Documenting .lin format used for some console titles
#134
Replies: 22 comments
-
|
I forgot that I have the export load order defined already all the way up to the main menu load: https://gist.github.com/landaire/c1f516c43e0dd4dbc5c40029ff73d923 The data is serialized in this order: properties = [class_index, super_index, package_index, object_name, object_flags, serial_size, serial_offset]
ida_kernwin.msg("Export data: " + ",".join(hex(n) for n in properties) +"\n") |
Beta Was this translation helpful? Give feedback.
-
|
My blog post: https://landaire.net/a-file-format-uncracked-for-20-years/ I guess to actually succinctly describe For example, the "normal" representation of a byte sequence may be: 0xA, 0xB, 0xC, 0xD Maybe the engine read the first two bytes and does some logic to determines it needs to read the other two as part of it too. So they do a two-byte read, reset position, then a 4-byte read creating this sequence of bytes read: 0xA, 0xB, [seek - 2] 0xA, 0xB, 0xC, 0xD Resulting in the following bytes being written to the LIN file: 0xA, 0xB, 0xA, 0xB, 0xC, 0xD Proper static parsing of LIN files would require matching the exact load behaviors of the engine. |
Beta Was this translation helpful?

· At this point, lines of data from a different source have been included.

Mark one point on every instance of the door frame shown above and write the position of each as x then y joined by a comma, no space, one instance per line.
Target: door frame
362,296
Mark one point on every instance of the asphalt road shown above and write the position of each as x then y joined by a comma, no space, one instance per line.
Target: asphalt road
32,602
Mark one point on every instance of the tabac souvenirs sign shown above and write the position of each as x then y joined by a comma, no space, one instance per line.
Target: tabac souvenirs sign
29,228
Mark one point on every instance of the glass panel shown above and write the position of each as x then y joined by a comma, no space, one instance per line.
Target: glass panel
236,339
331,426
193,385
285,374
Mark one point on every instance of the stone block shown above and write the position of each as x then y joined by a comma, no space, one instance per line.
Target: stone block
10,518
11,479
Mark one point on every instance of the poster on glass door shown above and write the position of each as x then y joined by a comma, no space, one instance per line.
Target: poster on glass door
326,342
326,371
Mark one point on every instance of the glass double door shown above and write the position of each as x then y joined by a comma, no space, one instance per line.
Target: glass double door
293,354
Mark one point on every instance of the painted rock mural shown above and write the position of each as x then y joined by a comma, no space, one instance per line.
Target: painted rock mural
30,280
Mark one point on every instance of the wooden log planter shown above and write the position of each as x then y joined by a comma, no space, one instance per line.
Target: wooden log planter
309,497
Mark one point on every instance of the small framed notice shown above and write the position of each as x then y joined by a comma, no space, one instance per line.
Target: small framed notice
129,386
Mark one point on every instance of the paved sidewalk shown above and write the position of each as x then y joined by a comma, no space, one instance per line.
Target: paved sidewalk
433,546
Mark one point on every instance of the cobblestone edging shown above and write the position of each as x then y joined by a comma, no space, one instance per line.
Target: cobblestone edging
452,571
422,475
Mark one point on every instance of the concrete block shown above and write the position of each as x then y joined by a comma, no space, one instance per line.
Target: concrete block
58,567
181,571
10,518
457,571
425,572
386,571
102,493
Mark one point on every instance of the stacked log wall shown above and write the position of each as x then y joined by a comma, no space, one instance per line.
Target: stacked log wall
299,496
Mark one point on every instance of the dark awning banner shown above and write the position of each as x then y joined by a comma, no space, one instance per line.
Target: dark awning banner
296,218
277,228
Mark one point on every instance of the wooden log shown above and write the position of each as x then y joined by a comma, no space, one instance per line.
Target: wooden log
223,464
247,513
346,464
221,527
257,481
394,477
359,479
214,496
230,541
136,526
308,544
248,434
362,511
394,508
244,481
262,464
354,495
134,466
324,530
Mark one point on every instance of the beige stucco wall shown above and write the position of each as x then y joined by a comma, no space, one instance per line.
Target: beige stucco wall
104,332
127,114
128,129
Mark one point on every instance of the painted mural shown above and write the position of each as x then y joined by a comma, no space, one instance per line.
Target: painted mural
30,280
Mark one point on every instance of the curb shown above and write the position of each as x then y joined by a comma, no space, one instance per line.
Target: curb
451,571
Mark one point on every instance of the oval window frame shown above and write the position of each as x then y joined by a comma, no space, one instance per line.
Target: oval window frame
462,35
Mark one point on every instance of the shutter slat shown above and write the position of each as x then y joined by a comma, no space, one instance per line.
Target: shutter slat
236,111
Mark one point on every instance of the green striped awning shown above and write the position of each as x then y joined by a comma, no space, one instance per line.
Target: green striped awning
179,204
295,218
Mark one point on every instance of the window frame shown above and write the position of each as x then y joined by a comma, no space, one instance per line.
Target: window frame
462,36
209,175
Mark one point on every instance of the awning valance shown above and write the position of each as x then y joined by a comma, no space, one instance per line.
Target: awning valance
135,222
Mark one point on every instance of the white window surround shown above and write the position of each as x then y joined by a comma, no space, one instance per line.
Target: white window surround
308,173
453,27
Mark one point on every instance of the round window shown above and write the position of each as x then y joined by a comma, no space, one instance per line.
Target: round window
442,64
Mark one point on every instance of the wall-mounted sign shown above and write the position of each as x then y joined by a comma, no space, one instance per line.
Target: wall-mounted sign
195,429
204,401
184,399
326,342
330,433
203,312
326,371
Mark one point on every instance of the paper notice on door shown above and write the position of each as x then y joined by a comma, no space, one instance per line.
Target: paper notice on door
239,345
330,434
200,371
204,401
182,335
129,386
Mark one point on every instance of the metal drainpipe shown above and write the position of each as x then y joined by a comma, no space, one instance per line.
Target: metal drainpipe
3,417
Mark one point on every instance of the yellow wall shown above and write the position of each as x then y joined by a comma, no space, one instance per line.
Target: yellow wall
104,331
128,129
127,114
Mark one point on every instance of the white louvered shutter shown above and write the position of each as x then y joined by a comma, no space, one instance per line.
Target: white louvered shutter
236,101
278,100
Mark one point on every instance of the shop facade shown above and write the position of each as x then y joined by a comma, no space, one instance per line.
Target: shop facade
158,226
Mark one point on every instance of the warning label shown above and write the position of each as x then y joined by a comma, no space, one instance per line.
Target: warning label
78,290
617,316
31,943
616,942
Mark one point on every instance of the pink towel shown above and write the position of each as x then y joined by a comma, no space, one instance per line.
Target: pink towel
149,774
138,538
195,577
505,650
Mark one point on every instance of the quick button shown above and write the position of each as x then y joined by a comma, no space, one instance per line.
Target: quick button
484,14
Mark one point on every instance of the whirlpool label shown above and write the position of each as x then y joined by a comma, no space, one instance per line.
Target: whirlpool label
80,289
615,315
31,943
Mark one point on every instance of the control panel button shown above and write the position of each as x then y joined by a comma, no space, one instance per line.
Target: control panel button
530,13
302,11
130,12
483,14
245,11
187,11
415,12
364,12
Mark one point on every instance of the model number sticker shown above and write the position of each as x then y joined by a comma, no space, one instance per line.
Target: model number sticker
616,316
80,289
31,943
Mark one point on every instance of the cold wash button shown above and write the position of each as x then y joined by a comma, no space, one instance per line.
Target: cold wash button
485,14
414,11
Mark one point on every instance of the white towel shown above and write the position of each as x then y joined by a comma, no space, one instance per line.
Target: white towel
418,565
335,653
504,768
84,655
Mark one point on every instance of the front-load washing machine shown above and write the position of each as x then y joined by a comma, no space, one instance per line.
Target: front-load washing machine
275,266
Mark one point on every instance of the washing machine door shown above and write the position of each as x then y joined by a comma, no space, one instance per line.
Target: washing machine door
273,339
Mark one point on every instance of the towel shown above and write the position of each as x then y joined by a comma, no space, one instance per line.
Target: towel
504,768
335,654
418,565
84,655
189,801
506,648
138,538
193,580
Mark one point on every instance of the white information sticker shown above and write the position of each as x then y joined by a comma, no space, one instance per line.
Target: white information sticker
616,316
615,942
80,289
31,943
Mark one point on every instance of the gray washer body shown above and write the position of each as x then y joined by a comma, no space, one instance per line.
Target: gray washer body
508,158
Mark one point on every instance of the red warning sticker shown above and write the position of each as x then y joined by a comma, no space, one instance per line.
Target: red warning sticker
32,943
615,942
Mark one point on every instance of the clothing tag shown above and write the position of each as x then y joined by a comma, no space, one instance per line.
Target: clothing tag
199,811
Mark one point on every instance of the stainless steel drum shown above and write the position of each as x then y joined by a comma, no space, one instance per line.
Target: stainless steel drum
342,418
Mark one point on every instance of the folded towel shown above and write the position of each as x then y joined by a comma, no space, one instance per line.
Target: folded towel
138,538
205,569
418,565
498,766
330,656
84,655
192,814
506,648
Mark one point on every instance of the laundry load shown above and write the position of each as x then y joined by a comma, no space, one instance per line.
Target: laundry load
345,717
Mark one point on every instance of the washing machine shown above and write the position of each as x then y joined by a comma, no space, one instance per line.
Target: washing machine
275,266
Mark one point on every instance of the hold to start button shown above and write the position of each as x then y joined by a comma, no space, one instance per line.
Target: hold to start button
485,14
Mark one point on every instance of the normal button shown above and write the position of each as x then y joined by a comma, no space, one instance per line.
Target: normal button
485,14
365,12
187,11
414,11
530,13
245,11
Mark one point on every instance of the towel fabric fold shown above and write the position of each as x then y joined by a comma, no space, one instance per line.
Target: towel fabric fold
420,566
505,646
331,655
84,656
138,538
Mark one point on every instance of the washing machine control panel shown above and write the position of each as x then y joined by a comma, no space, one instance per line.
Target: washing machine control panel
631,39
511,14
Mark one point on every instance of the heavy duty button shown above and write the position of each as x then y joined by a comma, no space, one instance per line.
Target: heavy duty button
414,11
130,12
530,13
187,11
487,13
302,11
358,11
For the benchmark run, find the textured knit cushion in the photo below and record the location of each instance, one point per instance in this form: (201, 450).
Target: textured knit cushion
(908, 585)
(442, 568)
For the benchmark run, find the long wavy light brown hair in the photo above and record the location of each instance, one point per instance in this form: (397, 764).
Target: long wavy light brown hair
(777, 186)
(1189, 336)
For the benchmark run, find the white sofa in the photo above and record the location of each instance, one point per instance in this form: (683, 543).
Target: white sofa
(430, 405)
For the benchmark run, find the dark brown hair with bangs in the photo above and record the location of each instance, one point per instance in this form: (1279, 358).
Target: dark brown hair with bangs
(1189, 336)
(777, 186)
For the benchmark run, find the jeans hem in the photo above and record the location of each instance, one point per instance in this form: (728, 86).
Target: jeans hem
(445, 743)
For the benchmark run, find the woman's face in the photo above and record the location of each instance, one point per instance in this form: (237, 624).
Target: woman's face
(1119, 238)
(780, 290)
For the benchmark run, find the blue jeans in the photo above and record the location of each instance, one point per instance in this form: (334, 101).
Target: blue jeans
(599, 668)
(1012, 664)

Give feedback.
-
|
Great development, thanks for sharing this with all of us! I had intended to look at this myself, a while ago, but couldn't make much sense of it myself, it does seem that this format also appears to be used by the PS2 version of UT99 as well (no idea if the format differs) |
Beta Was this translation helpful? Give feedback.
-
|
I've tried a variety of things to cut corners to avoid having to actually parse the format completely but keep hitting roadblocks. I think the only path forward is to re-implement parsing exactly as the game engine does down to the seek behavior and use information about load order from the title to guide unpacking. For my most recent attempt I've written a QEMU plugin for the OG Xbox XEMU emulator, recorded I/O operations, and I'm actually able to use this information to rewrite the files with correct lengths/offsets using my own program. This approach hits some snags though with some types that use lazy arrays, such as This weekend I'm going to play around with reimplementing a lot of the deserializers in UELib into my own custom program with a focus on ensuring exact 1:1 I/O behavior and seeing how far that gets me. I don't know how much effort it would take to make UE Lib support linking at load time and loading exports like this, so for now I'm going to experiment within my own codebase for rapid prototyping. |
Beta Was this translation helpful? Give feedback.
-
Those damn lazy arrays are a curse :) Why'd they use an absolute file offset there?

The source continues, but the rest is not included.